London-based Reporo operates a mobile ad network that includes a slew of quality brands among its publishers. It also operates the Mwah mobile social network, which has built up a large user base over the last few years. The company’s network of hundreds of advertisers target their campaigns based on territory, handset and billing options. Reporo gives the advertisers only the users they can convert and they pay the highest CPR (cost per redirect) for this targeting. Director of Business Development Ben Keirle kindly answered AVN's questions in this interview that originally ran in the Webmaster Access show guide.
What are the most significant trends you are seeing in terms of consumer interaction with adult content on mobile devices? Is it getting easier or harder to monetize mobile traffic?
As a network we see which types of products get clicked the most and of course who pays the most for those clicks. This varies enormously from one geo to another dependant predominantly on the device and mindset of a user. For example, our highest-spending and highest-paying buyers in the USA are casual dating and male enhancement products as opposed to VOD. Of course we have a number of VOD buyers, but these products are for a user prepared to pay for an HD/niche experience instead of being satisfied with a free experience—of course, the same could be argued that whilst only a percentage of these people are happy to pay for that, almost everyone is happy to pay for a site that promises to get them laid!
How effective has your Branded Redirect service been since it debuted a few months ago?
The BR is an excellent concept and has been broadly well received. What we do is place an image pixel on our advertisers’ landing page and upload the logo of the publisher who is redirecting to us. If the click comes from that publisher, then we insert the pub’s logo in the header of the buyer’s landing page, thus reducing bounce rate pretty massively (as much as up to 50 percent in many cases).
Problems we faced and continue to face are knowing exactly where or which website sent the original click or redirect as so many sites are redirecting from part of their own network of sites. Additionally we are used by almost every broker, network, media buyer as a backfill solution to their purchases, which means again this is difficult. We have overcome this by testing a solution that uses the referring websites logo where available, which has enabled us to identify even more origins of the traffic.

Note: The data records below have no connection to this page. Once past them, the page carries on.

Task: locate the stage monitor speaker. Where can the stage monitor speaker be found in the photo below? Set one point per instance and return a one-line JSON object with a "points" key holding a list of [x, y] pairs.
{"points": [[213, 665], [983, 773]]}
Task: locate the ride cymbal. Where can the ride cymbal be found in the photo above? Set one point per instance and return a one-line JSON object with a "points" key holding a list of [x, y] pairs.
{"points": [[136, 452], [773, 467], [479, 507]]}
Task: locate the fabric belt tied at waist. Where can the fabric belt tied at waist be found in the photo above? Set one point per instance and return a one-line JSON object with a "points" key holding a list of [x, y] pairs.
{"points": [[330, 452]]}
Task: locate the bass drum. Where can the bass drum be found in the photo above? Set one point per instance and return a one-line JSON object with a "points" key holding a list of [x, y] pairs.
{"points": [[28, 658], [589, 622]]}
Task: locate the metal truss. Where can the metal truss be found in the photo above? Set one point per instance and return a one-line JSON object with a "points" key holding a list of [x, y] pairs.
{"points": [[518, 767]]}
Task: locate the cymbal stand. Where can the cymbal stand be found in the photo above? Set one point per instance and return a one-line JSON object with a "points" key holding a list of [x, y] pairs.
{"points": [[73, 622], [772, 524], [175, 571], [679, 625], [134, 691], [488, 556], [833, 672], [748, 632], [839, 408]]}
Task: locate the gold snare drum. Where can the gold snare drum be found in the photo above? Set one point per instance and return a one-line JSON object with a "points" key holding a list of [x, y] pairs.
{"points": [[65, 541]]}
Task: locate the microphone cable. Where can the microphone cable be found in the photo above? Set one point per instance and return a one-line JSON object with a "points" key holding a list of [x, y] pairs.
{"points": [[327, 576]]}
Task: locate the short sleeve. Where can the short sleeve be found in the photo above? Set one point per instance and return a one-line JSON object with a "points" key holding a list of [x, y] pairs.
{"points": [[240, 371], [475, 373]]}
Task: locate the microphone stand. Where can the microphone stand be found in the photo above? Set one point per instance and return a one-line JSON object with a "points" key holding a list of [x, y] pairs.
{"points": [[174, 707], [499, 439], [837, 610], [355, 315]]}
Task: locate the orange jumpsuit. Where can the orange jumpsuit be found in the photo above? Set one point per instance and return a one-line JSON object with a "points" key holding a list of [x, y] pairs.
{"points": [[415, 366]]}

Can you hint about any new products or services on the horizon?
We have a great R&D team whom I actually sat with yesterday to discuss the next round of innovation. We are always working on new ad formats since being first to market with both mobile pops and mobile IM ads and we have another four planned which are being tested at the moment but can’t say much more that that right now as some will work well and others not so well.
You launched your gay mobile ad network more than a year ago. How successful has that been, and what have you learned?
It’s been a slow burner for sure, but it is profitable for us, our advertisers and publishers, and continues to grow every day albeit slower than our straight busines. Some factors:
1. Education of our 1,500 advertisers, in 60 geos, to produce gay versions of their landing pages is a slow enough process. To give you an idea, it takes anywhere between three to six months to roll out a new ad format or size, 100 percent, to our global network. So imagine getting all those buyers to change their landers and get new content, etc.
2. Lack of quality inventory that is mobile optimized. The above buyers are reluctant to create a gay lander for a very low volume of clicks, as it’s barely worth the effort.
We have a very high-profile recruit from the industry starting with us in London who is making the move from across the pond to assist us in really motoring forwards. We will roll out our existing campaigns to redirects and pop-unders which will enable us to work with non-mobile-optimized gay publishers who can redirect or use pops to monetize their mobile inventory. We also have beefed up our general traffic acquisition team who now cover each major territory (North America, Latin America, EU and SE Asia) to ensure we can deliver the demand our buyers will create.
What are you most optimistic about for your own company and also for the industry in general?
Anyone who has met any of the Reporo team in the last two years knows we have only had a very limited interest in tablets. For us this will change before Xmas and in a big way.
Everyone knows how much this space has grown recently, especially with the smaller screen tablets on the market. We are perfectly positioned to educate buyers and acquire volume.
As a company, we love stretching across the globe and have offices opening in Buenos Aires, Mexico City, Singapore and Bangkok all before Xmas, which is pretty exciting as that will take our manned office numbers into double figures.